# Lower bound proof/definition

1. Aug 22, 2007

### ice109

in my book this is called the lower bound but it implies that it might be called the greatest lower bound elsewhere.

lower bound: some quantity m such that no member of a set is less than m but there is always one less than m + $\epsilon$

definition using Dedekind section

there are quantities a such that no member of a set is less than any a. there are quantities b such that some members of a set are less than any b. all a(s) are less than all b(s)[anyone have a problem with this???]. and all quantities of the same dimension are either a(s) or b(s). a(s) define the L class and b(s) define the R class. now make a partition, m, that has to be in L. for if it were in R then there would be some member of the set, k, less than it and and there would be no a(s) between m and k and hence it wouldn't partition correctly. m is then the greatest lower bound. m + $\epsilon$ is in R which by prior definition must have a member less than it.

the part in brackets i'm not sure about specifically besides not being sure about the whole thing, despite the fact that i basically followed the Dedekind proof/defition for least upper bound. this is the first mathematical proof by argument i have ever done and boy was it more abstract than any physics problem i've ever done.

Last edited: Aug 22, 2007
2. Aug 23, 2007

### HallsofIvy

You are right. If your book really does define "lower bound" that way, it is very peculiar. The definition of "lower bound" I have always seen is "a number that is less than or equal to any member of the set". If there is always a a value less than $m+\epsilon$ there cannot be any number larger than m which is also an lower bound and so m is the greatest lower bound. A set can have an infinite number of lower bounds but only one greatest lower bounmd.

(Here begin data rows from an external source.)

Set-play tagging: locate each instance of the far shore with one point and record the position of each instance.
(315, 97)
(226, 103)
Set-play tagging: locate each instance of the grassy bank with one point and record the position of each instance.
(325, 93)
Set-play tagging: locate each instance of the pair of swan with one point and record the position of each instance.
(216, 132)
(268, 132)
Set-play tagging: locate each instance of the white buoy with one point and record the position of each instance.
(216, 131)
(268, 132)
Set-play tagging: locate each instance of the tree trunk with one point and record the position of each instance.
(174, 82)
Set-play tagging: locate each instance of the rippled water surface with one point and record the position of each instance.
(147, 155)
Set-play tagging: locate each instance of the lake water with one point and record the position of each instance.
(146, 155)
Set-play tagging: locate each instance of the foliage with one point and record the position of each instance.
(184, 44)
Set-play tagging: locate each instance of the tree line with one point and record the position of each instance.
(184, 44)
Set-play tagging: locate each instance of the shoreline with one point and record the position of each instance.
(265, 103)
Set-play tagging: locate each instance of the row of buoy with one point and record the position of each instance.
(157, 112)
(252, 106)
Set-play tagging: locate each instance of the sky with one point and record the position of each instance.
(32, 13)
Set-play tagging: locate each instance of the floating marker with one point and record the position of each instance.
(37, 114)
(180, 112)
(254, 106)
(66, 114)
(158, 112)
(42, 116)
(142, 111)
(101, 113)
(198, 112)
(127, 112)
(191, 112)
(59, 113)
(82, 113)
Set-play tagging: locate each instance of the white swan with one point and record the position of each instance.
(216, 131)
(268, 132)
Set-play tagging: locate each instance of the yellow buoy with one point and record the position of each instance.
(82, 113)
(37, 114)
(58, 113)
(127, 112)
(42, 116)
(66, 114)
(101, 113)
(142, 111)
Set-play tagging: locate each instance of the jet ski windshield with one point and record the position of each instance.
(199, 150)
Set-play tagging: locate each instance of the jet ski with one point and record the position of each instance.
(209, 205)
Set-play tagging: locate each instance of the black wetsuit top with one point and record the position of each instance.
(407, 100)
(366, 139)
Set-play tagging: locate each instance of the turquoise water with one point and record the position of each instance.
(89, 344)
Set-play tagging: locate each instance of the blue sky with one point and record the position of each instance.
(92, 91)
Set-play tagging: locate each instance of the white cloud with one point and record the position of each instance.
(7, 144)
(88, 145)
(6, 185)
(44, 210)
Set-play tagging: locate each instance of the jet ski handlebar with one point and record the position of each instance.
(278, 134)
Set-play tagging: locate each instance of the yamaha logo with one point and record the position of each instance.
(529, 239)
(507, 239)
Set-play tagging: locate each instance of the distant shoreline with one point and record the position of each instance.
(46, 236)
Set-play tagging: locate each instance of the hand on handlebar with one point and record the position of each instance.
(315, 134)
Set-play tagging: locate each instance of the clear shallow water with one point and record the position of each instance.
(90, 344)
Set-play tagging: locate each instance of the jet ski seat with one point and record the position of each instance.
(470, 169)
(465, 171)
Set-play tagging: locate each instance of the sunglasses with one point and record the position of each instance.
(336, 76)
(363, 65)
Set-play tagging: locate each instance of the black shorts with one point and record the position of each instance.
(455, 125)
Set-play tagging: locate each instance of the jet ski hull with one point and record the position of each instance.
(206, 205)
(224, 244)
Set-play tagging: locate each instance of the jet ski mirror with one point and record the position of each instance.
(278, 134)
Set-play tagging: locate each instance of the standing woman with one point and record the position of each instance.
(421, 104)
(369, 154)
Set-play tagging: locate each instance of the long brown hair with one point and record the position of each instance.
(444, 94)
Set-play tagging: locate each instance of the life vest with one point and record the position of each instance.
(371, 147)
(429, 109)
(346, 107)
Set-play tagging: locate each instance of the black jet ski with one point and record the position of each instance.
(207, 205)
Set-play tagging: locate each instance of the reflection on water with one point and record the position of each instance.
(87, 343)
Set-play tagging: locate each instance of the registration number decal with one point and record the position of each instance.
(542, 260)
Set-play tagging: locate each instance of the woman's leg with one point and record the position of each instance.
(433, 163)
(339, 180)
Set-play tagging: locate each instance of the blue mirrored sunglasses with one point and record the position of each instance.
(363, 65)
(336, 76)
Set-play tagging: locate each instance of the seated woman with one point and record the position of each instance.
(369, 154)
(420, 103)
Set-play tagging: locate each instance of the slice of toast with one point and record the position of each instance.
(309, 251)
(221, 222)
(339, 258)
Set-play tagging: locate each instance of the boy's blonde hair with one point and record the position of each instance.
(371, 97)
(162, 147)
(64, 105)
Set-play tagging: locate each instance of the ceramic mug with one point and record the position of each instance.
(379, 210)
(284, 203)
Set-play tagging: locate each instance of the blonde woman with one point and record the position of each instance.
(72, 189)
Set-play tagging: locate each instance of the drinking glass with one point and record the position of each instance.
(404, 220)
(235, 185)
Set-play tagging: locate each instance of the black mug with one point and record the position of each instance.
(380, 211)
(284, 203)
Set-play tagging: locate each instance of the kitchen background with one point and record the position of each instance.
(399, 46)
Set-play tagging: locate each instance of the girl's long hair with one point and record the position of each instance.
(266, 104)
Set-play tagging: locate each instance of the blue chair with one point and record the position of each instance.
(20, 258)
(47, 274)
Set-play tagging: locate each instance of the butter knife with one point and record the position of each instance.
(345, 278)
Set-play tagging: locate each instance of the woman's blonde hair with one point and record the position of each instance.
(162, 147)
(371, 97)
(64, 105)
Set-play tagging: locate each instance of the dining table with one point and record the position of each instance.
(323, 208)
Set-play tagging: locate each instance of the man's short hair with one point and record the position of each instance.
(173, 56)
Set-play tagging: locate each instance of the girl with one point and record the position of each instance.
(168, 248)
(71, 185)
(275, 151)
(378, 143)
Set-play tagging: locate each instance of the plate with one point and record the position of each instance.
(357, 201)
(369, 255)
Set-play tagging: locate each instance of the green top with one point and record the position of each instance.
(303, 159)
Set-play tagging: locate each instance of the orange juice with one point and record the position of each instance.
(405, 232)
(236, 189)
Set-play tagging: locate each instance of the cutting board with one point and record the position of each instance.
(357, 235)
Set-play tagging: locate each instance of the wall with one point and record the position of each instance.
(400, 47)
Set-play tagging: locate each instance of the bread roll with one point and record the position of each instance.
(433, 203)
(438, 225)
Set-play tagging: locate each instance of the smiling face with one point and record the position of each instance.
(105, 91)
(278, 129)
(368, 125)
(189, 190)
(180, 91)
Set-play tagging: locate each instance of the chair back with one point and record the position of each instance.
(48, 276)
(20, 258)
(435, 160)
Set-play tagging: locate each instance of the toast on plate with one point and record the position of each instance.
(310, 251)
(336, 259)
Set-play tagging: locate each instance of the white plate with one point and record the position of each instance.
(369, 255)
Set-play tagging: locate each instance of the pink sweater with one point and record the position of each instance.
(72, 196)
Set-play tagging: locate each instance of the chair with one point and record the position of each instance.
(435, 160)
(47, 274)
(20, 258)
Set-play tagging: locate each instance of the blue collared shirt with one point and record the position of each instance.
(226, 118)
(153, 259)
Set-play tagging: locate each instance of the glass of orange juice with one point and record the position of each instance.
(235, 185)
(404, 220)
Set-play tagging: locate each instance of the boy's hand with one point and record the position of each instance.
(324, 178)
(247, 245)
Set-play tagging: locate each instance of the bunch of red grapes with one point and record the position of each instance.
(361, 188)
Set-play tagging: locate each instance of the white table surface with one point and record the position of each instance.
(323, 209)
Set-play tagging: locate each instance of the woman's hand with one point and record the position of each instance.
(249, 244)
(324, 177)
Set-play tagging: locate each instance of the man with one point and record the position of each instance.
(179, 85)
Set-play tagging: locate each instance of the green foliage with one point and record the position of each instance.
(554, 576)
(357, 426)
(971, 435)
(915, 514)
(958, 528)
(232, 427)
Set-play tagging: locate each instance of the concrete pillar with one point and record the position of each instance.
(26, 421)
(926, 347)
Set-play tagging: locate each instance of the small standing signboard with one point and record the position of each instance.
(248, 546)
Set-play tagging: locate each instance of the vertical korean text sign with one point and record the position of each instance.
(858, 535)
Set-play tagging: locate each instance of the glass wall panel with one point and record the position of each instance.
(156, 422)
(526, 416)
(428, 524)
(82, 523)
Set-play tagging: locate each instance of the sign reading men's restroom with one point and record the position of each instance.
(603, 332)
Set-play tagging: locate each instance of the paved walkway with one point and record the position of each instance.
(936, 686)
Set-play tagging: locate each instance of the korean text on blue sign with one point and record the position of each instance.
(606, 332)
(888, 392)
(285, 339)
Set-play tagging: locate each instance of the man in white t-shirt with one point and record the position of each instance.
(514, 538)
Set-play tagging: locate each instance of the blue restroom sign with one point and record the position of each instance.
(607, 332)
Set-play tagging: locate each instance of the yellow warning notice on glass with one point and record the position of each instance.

What, exactly, are you trying to prove? That if a set has a lower bound, then it must have a greatest lower bound? I would not "copy" the proof of the least upper bound. I would start with a set having a lower bound, multiply everything by -1 and then USE the least upper bound property.

3. Aug 23, 2007

### ice109

i was trying to define the greatest lower bound using a dedekind cut. in writing this definition i was guided by the definition of the least upper bound in the book

4. Aug 23, 2007

### HallsofIvy

Actually, I find your use of "L" and "Q" a bit peculiar. I learned the definition of Dedekind cut (from Rudin) as a set of rational numbers satisfying:
1) It is non-empty
2) It does not contain all rational numbers
3) If a< b and b is in the cut, then so is a
4) It has no largest member

In other words, what I would call a Dedekind cut corresponds only to your set "L" which is guarenteed to be non-empty by 1. Your set "R" is the complement of L (in the rational numbers).
The proof that a set of real numbers with an upper bound has a least upper bound consists of taking the union of all dedekind cuts (your "L" sets) in the set and showing that that is itself a dedekind cut and is the least upper bound.
To find the greatest lower bound of a set having a lower bound, you probably want to look at the union of all the "R" sets. Take its complement (in the rational numbers) and call that "L". Does that make a cut in your sense? Is it the greatest lower bound>?

5. Aug 23, 2007

### tronter

I learned the definition of Dekekind cut as follows: A pair of subsets $$A,B$$ of $$\mathbb{Q}$$ such that (i) $$A \cup B = \mathbb{Q}, A \neq \emptyset, B \neq \emptyset, A \cap B = \emptyset$$, (ii) if $$a \in A$$ and $$b \in B$$ then $$a < b$$ and (iii) $$A$$ contains no largest element. Denote the cut by $$x = A|B$$.

6. Aug 24, 2007

### HallsofIvy

Basically, the same, then. Your "A" is, as I said, what I would consider "the cut" and your "B" is its complement in the rational numbers.